Das stimmt. Doch seine Haltung zeigt: Die Sache ist umstritten. Andere Formen abweichenden Verhaltens sind im Straßenverkehr akzeptierter. Denken wir etwa an Menschen, die in der zweiten Reihe parken und so Staus verursachen oder Krankenwagen blockieren. Wenn so was passiert, empören sich Leute nicht so sehr. 

Was sagt diese Aktion über die Bayerische Polizei?
Die Aktion sagt eher etwas über das politische Klima in Bayern. Die Proteste der Letzten Generation sind vergleichsweise harmlos. In Frankreich ist es viel üblicher, Straßen zu blockieren. Denken wir zurück, wie Lkw-Fahrer die Autobahnen blockiert haben wegen der hohen Spritpreise. Die französische Bevölkerung rechnet damit und ist nicht so entrüstet wie die deutsche. Einige deutsche Politiker haben den Protest der Klimaaktivisten mit Terror und Geiselhaft gleichgesetzt. Das zeigt, wie dieser vielleicht lästige, aber harmlose, zivile Ungehorsam gesehen wird.

Sie halten die Aktionen für harmlos?
Ich persönlich finde weder die Forderungen noch die Protestform der letzten Generation sonderlich radikal. Sie sind eher reformistisch. 

Warum?
Die Aktivisten wollen das 9-Euro-Ticket zurück und ein Tempolimit von 100 Stundenkilometer. Das reicht womöglich nicht einmal, um das 1,5-Grad-Ziel einzuhalten. Sich an eine Straße zu kleben oder Bilder mit Kartoffelbrei zu bewerfen, ist auch nicht sonderlich radikal.

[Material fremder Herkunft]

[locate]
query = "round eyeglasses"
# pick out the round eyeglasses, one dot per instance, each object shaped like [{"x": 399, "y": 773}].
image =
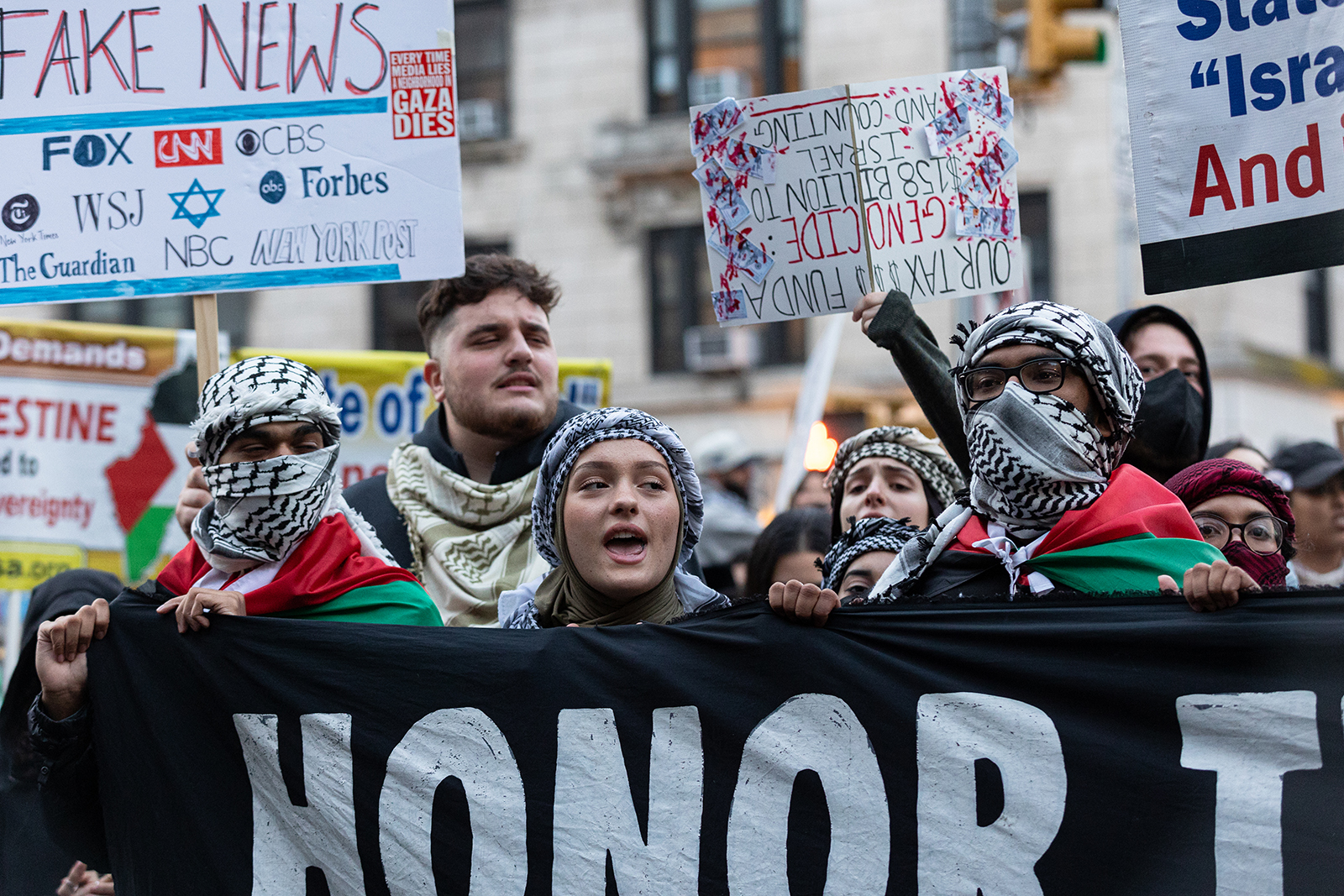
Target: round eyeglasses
[
  {"x": 1039, "y": 375},
  {"x": 1261, "y": 533}
]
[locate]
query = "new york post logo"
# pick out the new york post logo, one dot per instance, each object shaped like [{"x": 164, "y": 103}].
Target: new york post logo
[{"x": 192, "y": 147}]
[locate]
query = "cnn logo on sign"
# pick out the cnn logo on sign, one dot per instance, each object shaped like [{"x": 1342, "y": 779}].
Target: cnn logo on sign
[{"x": 194, "y": 147}]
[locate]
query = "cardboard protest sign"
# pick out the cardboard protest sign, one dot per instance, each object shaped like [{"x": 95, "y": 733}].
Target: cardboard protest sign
[
  {"x": 93, "y": 423},
  {"x": 812, "y": 199},
  {"x": 383, "y": 399},
  {"x": 1236, "y": 120},
  {"x": 197, "y": 148}
]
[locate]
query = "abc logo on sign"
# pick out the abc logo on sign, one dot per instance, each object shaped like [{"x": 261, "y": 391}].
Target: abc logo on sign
[
  {"x": 273, "y": 187},
  {"x": 192, "y": 147},
  {"x": 20, "y": 212}
]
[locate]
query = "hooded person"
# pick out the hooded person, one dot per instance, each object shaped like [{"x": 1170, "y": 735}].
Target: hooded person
[
  {"x": 1048, "y": 401},
  {"x": 30, "y": 862},
  {"x": 1242, "y": 513},
  {"x": 1173, "y": 422},
  {"x": 890, "y": 472},
  {"x": 617, "y": 513}
]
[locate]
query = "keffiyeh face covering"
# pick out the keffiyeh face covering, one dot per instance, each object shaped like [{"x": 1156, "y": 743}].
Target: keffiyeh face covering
[
  {"x": 1035, "y": 457},
  {"x": 262, "y": 510}
]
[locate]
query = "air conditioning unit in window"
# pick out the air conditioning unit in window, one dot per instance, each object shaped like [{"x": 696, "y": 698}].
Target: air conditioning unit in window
[
  {"x": 712, "y": 85},
  {"x": 479, "y": 120},
  {"x": 710, "y": 349}
]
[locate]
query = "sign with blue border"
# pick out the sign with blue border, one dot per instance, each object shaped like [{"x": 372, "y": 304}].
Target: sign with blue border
[{"x": 223, "y": 147}]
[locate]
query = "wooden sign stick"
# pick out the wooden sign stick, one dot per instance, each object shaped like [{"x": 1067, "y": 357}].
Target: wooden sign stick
[{"x": 206, "y": 309}]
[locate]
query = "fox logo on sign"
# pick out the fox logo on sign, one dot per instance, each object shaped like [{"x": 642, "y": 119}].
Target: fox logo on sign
[{"x": 194, "y": 147}]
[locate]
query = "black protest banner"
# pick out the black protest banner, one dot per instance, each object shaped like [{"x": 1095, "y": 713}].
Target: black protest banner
[{"x": 1046, "y": 748}]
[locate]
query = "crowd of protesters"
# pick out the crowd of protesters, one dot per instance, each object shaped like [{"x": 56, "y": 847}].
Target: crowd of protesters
[{"x": 1072, "y": 456}]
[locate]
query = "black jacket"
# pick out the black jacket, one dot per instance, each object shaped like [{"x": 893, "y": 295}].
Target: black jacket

Dennoch sperrt die Polizei die Aktivisten dafür ein. Das ist im Rahmen des geltenden Rechts.
Ja, die Polizei hat die Macht zu definieren, was eine Gefährdung ist. So darf sie festlegen, wer in Präventionshaft genommen wird. Dennoch sollte man die Verhältnismäßigkeit einer solchen Haft besser abwägen. Denn es ist schon autoritär, wie in Bayern mit den Klimaprotesten umgegangen wird.